We are seeking a skilled and motivated Data Scientist with 2–3 years of hands‑on experience in machine learning and applied statistics to join our growing analytics team. The ideal candidate will have a strong foundation in statistical analysis, ML algorithms, model development, and deployment, with a passion for solving real‑world problems using data‑driven and statistically sound approaches
Responsibilities
-
Machine Learning & Statistical Modeling
- Design, build, and evaluate supervised and unsupervised ML models (e.g., regression, classification, clustering, recommendation systems).
- Apply statistical modeling techniques such as linear/logistic regression, regularization, Bayesian methods, and time‑series analysis where appropriate.
- Perform feature engineering, model tuning, and validation using cross‑validation, statistical tests, and performance metrics.
-
Data Preparation, EDA & Statistical Analysis
- Clean, preprocess, and transform large datasets from multiple structured and unstructured sources.
- Conduct exploratory data analysis (EDA) using descriptive statistics, distributions, correlation analysis, and data visualization.
- Use inferential statistics (hypothesis testing, confidence intervals, A/B testing) to support modeling decisions and business insights.
- Evaluate models using both ML metrics (accuracy, precision‑recall, AUC, RMSE) and statistical measures.
- Deployment of ML models into production using tools such as Flask, FastAPI, or cloud‑native services will be an add on.
- Monitor model performance, data drift, and statistical stability; retrain or recalibrate models as required.
- Work closely with data engineers, product managers, and business stakeholders to translate business problems into statistically and analytically sound solutions.

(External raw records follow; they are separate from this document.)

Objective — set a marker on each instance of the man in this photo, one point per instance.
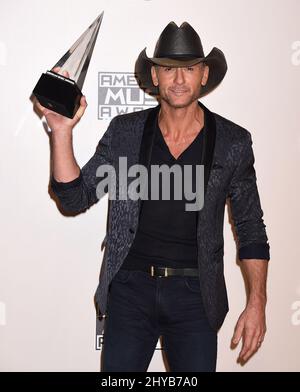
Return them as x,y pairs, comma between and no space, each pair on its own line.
162,270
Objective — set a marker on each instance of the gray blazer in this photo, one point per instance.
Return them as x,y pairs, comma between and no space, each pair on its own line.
229,173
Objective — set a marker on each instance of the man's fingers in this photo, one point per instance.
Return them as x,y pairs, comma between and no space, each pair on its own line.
82,107
238,332
40,108
249,342
56,69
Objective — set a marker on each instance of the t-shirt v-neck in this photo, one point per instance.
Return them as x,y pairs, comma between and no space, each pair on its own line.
163,145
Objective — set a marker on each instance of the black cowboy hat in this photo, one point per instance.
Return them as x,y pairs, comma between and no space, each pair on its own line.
180,47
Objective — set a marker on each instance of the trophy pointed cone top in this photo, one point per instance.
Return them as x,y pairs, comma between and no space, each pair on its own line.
77,59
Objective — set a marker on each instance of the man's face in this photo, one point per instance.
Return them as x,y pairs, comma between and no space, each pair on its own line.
179,87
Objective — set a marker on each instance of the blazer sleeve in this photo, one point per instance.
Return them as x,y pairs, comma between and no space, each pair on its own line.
78,195
246,207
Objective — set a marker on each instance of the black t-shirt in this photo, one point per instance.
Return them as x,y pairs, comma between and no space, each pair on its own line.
167,232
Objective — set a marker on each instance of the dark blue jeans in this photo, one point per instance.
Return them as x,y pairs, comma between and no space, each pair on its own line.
142,308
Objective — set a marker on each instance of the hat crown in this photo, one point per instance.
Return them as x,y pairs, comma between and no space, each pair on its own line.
179,42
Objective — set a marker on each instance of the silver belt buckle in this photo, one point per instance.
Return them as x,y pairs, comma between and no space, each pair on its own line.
165,273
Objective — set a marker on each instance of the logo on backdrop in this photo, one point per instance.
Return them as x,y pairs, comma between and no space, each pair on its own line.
119,93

- Communicate results, assumptions, and limitations of models clearly to both technical and non‑technical audiences.
-
Tools & Technologies
- Use Python and libraries such as NumPy, pandas, SciPy, scikit‑learn, XGBoost, TensorFlow, or PyTorch.

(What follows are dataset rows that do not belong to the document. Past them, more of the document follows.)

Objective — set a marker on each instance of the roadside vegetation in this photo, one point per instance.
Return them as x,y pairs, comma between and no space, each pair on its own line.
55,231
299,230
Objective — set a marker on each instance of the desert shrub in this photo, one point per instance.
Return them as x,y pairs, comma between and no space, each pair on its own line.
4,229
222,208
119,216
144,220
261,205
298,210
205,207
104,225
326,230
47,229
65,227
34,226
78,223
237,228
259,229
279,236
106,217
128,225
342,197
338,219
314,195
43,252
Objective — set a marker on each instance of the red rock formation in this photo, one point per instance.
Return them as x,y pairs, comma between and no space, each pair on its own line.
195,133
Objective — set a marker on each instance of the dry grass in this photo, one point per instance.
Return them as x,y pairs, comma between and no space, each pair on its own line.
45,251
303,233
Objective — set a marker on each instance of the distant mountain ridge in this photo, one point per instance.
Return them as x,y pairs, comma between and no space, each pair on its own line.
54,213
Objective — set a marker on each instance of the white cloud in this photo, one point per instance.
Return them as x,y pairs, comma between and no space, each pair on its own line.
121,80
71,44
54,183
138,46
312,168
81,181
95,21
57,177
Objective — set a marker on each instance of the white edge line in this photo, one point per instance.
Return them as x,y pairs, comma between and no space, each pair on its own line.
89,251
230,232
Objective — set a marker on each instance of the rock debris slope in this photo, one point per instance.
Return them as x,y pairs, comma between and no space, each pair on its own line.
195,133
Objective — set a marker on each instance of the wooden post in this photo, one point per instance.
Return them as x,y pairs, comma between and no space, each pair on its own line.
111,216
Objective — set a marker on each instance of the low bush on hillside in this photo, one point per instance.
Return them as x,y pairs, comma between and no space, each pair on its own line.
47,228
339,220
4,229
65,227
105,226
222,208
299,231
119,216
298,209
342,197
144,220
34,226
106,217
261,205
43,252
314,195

- Utilize visualization and analytics tools (Matplotlib, Seaborn, Plotly) for statistical reporting.
- Leverage version control (Git), Jupyter notebooks, and ML lifecycle tools (MLflow, DVC).
Preferred Qualifications
- Bachelor’s or Master’s degree in Computer Science, Data Science, Statistics, Mathematics, or a related field.

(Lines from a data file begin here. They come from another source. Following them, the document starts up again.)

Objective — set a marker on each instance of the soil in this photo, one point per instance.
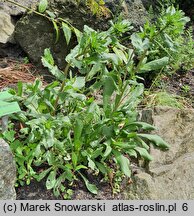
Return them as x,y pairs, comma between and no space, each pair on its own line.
13,69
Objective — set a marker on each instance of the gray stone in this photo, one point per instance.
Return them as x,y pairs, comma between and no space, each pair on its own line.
171,174
130,9
14,10
6,28
7,172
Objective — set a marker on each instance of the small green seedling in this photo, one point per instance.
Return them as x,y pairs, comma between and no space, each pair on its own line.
7,108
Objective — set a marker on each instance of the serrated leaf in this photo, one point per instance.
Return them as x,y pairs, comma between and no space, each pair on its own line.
102,168
154,65
109,86
74,159
143,125
79,82
120,54
138,43
91,163
123,162
78,34
42,174
67,32
155,139
51,180
56,30
91,187
42,6
9,135
77,134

- 3–4 years of experience in building, evaluating, and deploying ML models.
- Strong programming skills in Python; working knowledge of SQL.
- Solid foundation in statistics, including probability theory, hypothesis testing, regression analysis, and experimental design.
- Exposure to cloud platforms (AWS, GCP, or Azure) and MLOps practices is advantageous.
- Excellent analytical thinking, problem‑solving, and communication skills.